円安は、海外旅行にとっては最悪です。私たち旅行会社は、仕入れ代金が高くなるし、お客様も3,000円のラーメンを食べなくてはなりません。今、2024年夏の総合ツアーパンフレット『風の季節便』を作っています。昨年より一層円安が進み、ツアー代金を決めるのに大変苦労しています。加えて、現地の物価高も収まりそうにありません。3,000円のラーメンは円安もありますが、物価高の結果ともいえましょう。
それにしても、何故、急激に世界中が物価高になったのでしょうか。アジアやアフリカ諸国を見ていても、確かに、経済発展が著しい国もありますが、今の物価高は経済成長の賜物という感じはしません。一方で、スリランカのように国がデフォルトに追い込まれるケースも出てきています。
先日、久々にNHKスペシャルを観ました。「戦争の裏で広がる途上国の“もう一つ”の危機 混迷の世紀 第13回『世界“債務危機”は止められるか』」この表題に引き込まれてテレビを付けました。番組紹介のページには、「欧州や中東で戦火が広がる中、世界を別の危機が襲っている。30超の国が直面する『債務危機』だ。債権国・中国が独自路線を取る中で、国際社会は一致して対応できるのか。」仰天する内容でしたが、やっと現在の世界の物価高の正体が若干見えてきたように思います。
そもそもの原因は、2008年のリーマンショックまで遡るとのことでした。リーマンショック後、米国は、大規模な金融緩和を行いました。その結果、世界のマネーの供給量は、2020年にはリーマンショック前の5倍以上に膨らみ、マネーがアフリカやアジア、南米諸国に大量に流れました。そのマネーが、米国の金利上昇で逆流し、これらの国々からドルが急激に減りました。海外からの投資が止まり、各種インフラ工事も中断しました。結果、スリランカのようにデフォルトに追い込まれる国も出てきて、30超の国が債務危機に直目しているというのです。
ということは、大変、危うい物価高といえます。

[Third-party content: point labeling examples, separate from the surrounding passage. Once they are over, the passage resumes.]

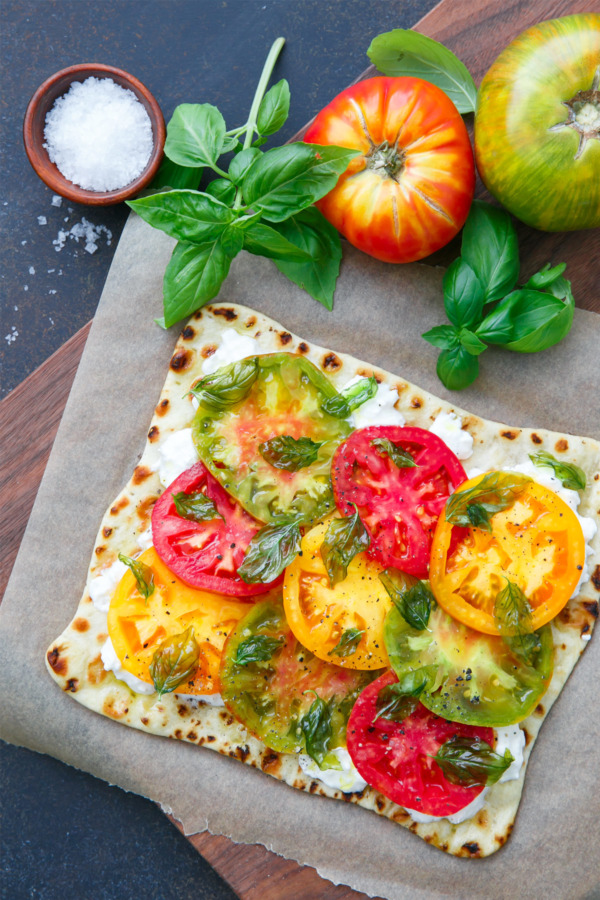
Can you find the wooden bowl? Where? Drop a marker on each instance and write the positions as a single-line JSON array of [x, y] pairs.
[[35, 120]]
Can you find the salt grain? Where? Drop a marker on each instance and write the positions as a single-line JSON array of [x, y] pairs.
[[99, 135]]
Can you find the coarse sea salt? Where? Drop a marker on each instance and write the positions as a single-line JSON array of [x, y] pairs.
[[99, 135]]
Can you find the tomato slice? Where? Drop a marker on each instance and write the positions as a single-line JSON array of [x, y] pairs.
[[284, 399], [480, 680], [270, 695], [205, 554], [398, 506], [537, 544], [138, 626], [319, 614], [396, 757]]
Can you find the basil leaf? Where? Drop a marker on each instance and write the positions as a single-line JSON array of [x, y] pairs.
[[221, 189], [195, 507], [572, 476], [257, 648], [262, 240], [471, 761], [512, 611], [344, 403], [463, 294], [403, 52], [471, 342], [227, 386], [348, 643], [271, 549], [344, 538], [195, 135], [185, 215], [412, 598], [474, 507], [316, 728], [490, 247], [401, 458], [291, 454], [457, 368], [175, 661], [143, 574], [240, 164], [274, 108], [446, 337], [193, 277], [310, 231], [287, 179]]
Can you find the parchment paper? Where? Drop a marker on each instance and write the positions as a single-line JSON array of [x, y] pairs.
[[380, 311]]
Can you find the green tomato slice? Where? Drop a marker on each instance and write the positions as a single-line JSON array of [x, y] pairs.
[[479, 679], [284, 398], [269, 681]]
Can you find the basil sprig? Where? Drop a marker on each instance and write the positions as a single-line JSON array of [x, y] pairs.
[[195, 507], [175, 661], [484, 305], [289, 453], [474, 507], [348, 643], [343, 539], [343, 404], [261, 202], [227, 386], [572, 476], [271, 549], [412, 598], [143, 574], [471, 761], [400, 457]]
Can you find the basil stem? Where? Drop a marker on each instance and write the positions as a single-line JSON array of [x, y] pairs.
[[471, 761]]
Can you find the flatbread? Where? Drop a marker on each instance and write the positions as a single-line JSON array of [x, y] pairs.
[[74, 661]]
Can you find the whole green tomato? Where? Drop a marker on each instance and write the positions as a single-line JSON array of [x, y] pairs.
[[537, 125]]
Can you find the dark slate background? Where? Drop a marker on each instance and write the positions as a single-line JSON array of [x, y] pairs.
[[63, 833]]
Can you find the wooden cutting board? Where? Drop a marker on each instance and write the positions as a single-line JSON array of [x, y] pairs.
[[30, 415]]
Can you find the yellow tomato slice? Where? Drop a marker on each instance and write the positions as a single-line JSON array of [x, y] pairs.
[[137, 627], [319, 614], [537, 543]]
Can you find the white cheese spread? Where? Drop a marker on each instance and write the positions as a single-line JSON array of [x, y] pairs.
[[177, 453], [112, 663], [345, 779], [448, 427]]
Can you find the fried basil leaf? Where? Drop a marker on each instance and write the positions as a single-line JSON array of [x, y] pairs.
[[227, 386], [471, 761], [143, 574], [291, 454], [175, 661], [257, 648], [344, 538], [348, 643], [270, 551], [475, 506], [401, 458], [195, 507], [344, 403], [571, 475], [411, 597]]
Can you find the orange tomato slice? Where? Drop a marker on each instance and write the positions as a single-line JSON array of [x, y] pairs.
[[319, 614], [137, 627], [537, 543]]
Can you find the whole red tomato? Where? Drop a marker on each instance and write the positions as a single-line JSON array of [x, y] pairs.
[[410, 191]]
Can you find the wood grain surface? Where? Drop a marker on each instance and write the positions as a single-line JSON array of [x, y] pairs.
[[30, 415]]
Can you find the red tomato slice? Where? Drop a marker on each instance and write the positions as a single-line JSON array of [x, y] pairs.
[[206, 554], [396, 757], [398, 506]]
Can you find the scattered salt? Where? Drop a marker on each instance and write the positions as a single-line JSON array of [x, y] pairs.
[[99, 135]]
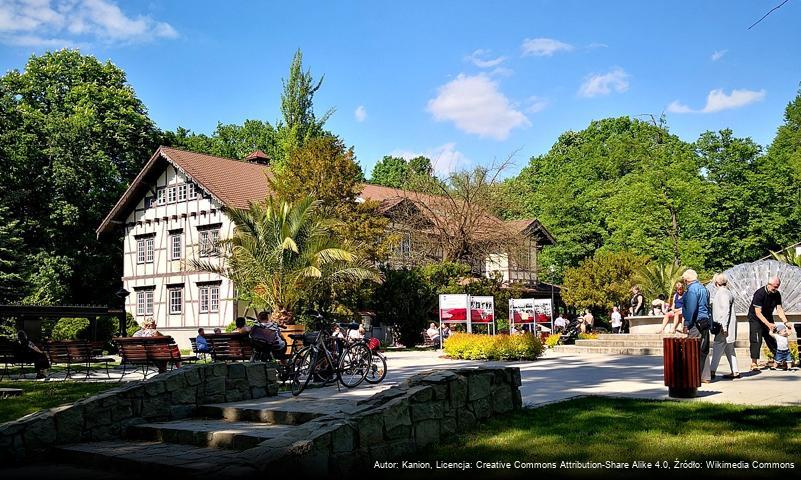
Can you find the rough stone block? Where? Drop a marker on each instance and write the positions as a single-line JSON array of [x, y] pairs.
[[478, 386], [457, 392], [236, 370], [421, 394], [426, 433], [185, 395], [257, 375], [465, 420], [371, 429], [426, 411]]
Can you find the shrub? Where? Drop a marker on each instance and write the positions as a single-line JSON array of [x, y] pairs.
[[470, 346]]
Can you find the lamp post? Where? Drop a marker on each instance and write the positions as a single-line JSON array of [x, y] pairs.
[[122, 294], [552, 269]]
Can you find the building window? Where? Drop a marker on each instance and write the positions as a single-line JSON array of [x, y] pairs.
[[144, 302], [144, 250], [209, 299], [176, 300], [176, 246], [208, 242]]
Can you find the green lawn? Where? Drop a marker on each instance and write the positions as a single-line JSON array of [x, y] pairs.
[[602, 429], [40, 395]]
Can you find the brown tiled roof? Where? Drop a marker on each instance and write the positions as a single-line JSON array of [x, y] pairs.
[[237, 183]]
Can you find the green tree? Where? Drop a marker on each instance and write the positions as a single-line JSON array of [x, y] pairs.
[[73, 136], [280, 251], [601, 281], [12, 281]]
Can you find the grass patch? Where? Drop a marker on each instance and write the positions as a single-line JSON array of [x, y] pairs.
[[622, 430], [41, 395]]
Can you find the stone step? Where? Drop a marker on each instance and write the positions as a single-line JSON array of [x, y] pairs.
[[633, 343], [280, 410], [601, 350], [208, 433], [163, 460]]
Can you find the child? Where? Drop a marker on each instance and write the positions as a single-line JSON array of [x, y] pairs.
[[781, 334]]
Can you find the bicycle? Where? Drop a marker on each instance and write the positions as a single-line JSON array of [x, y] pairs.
[[329, 360]]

私どもとしては、物価が下がるなら有難いわけですが、その国の経済や人々の暮らしを考えると急激な変化は良い結果に繋がらないと感じます。
番組の中で米国のある教授が、先進国の債務も膨らんでおり債務危機は先進国の問題でもあると警鐘を鳴らしていました。どうも、この世界の物価高は、何時までも続くはずはなく、むしろ急転し経済が崩壊する危機を孕んでいるということのようです。私どもがツアーで扱っている国々は大丈夫かと心配になります。